Home > Blogs > Dayton Courts: Legal and crime news > Archives > 2009 > March > 25 > Entry
Convicted ethnic intimidator sent to prison for four years
DAYTON — A white Jefferson Twp. man who told his black neighbors he would burn their house down if they didn’t move out of the neighborhood was sentenced to four years in prison Wednesday, March 25.
Earl L. McLearran pleaded guilty March 17, to charges of intimidation of a police officer and ethnic intimidation.
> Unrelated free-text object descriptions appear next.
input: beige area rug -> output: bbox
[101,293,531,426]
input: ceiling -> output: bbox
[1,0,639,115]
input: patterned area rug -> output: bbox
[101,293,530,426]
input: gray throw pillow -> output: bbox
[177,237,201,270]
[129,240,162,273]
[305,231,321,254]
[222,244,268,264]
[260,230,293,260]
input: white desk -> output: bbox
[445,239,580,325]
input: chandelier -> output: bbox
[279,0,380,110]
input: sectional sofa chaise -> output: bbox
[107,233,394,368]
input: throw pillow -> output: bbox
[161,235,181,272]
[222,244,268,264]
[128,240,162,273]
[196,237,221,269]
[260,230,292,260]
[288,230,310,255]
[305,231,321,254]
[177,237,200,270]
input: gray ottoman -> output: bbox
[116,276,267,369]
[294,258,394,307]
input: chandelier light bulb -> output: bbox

Montgomery County Common Pleas Judge Mary Katherine Huffman told McLearran then that she intended to sentence him to four years.
Huffman also said the parole board could tack on additional prison time because McLearran’s new conviction violates terms of his parole in an earlier case.
Montgomery County sheriff’s deputies arrested McLearran, 39, of 304 Albers Ave., on July 31 after he was accused of yelling a racial slur at neighbor Saundra Ballard’s son and threatening to burn her house because he didn’t want blacks living in the neighborhood. McLearran was jailed.
While Ballard and her sons were testifying against McLearran before a grand jury, her house was set afire. A teenager later was charged as a juvenile with arson in the fire.
McLearran was convicted in 2005 for setting fires to several houses under construction because he didn’t want new houses in his neighborhood that would be occupied by blacks.